Just to clarify and to avoid misunderstandings you copied the ProxHTTPSProxy root certificate in HTTPSProxy's program folder to use it there? Are you sure? I can't hardly believe that.

Correctly.

Posted
3 minutes ago, maile3241 said:

Correctly.

In my system both proxies generated their own root certificates to work with. I do not use the pregenerated root certificate of ProxHTTPSProxy either and both are working flawlessly. Just a reminder!

Posted
Just now, AstroSkipper said:

In my system both proxies generated their own root certificates to work with. I do not use the pregenerated root certificate of ProxHTTPSProxy either and both are working flawlessly. Just a reminder!
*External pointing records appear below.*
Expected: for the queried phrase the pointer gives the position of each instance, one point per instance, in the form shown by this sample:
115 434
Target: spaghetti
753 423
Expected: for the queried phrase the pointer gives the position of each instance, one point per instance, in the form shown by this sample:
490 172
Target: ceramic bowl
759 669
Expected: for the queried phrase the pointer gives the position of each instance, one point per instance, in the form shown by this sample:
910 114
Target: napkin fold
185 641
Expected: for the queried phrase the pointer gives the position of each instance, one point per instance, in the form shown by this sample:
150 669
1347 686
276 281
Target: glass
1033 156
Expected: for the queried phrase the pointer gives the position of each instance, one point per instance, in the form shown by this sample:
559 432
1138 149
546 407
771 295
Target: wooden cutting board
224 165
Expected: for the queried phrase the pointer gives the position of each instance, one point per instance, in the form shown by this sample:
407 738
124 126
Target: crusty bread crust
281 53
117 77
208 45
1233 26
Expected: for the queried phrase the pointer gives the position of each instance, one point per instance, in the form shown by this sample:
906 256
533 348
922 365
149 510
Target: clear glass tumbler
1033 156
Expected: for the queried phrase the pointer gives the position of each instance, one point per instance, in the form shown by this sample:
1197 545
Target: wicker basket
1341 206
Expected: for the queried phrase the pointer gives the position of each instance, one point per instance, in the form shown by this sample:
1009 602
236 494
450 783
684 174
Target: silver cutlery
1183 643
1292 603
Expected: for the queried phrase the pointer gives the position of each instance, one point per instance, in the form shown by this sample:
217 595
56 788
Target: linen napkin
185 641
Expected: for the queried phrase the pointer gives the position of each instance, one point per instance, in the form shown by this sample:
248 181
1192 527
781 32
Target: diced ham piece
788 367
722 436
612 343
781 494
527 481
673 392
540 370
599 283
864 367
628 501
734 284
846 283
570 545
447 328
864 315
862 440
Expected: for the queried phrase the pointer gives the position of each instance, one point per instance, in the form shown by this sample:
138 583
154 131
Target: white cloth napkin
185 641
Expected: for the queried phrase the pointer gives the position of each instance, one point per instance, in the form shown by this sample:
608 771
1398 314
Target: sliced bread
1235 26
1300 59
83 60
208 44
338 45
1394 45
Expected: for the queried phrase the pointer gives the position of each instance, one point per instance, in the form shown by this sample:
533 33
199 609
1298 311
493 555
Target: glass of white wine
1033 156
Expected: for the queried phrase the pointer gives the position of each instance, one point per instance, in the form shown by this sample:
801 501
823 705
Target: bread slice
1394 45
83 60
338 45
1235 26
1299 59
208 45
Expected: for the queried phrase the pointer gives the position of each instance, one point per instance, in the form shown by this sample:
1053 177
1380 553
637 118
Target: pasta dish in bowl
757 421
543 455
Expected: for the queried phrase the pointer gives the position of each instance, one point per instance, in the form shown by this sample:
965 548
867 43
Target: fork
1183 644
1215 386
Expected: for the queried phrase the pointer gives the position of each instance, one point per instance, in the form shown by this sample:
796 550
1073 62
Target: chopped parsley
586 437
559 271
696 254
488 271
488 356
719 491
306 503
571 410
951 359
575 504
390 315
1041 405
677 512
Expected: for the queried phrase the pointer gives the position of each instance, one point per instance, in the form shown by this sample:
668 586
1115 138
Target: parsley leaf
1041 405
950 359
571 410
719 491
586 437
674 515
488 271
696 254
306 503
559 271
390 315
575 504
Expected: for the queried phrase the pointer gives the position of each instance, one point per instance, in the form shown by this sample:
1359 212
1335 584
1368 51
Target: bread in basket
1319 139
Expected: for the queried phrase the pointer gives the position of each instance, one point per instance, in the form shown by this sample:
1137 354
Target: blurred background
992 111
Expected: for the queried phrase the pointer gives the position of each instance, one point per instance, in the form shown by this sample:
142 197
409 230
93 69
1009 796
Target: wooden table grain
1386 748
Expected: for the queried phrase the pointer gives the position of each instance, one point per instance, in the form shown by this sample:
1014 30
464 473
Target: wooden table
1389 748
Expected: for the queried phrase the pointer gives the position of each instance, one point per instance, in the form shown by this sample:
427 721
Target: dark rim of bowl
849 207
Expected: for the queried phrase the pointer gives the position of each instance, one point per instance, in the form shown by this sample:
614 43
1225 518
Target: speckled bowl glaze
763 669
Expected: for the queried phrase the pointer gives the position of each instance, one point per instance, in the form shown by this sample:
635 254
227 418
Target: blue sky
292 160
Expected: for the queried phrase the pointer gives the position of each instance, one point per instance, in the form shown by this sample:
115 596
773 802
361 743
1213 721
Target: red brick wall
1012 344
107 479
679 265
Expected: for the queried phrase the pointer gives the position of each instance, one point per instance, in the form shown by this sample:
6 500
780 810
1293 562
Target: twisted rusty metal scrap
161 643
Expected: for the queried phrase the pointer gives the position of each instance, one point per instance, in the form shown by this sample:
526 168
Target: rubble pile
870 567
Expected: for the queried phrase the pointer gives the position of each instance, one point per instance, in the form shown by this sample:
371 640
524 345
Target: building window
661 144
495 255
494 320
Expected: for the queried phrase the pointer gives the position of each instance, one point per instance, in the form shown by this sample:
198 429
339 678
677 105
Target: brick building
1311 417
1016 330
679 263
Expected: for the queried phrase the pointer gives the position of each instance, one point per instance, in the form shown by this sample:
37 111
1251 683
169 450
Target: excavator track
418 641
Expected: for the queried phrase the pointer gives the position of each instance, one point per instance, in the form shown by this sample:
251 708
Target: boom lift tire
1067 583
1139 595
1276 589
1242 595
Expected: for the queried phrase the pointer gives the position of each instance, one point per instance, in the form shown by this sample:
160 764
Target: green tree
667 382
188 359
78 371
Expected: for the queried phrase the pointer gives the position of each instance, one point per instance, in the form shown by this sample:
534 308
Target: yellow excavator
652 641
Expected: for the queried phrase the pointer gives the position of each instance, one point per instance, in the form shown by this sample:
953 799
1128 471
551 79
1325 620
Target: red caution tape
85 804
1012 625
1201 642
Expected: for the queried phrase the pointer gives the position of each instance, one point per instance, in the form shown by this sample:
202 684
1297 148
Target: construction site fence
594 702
For me it only works with this one.

Posted
1 minute ago, maile3241 said:

For me it only works with this one.

So how many ProxHTTPSProxy root certificates do you have installed in your system's Trusted Root Certification Authority? Please have a look and provide a screenshot!

Posted
26 minutes ago, AstroSkipper said:

So how many ProxHTTPSProxy root certificates do you have installed in your system's Trusted Root Certification Authority? Please have a look and provide a screenshot!

These are mine:

C3oAKN5.png

Posted (edited)
4 minutes ago, maile3241 said:

These are mine

Ok, you have installed the same ProxHTTPSProxy root certificate twice, one for ProxHTTPSProxy itself and one for HTTPSProxy. Is that correct?

Edited by AstroSkipper
correction
Posted
2 minutes ago, AstroSkipper said:

Ok, you have installed the same ProxHTTPSProxy root certificate twice, one for ProxHTTPSProxy itself and one for HTTPSProxy. Is that coorect?

Right. These are urgently needed, otherwise it won't work. I edited my post above again.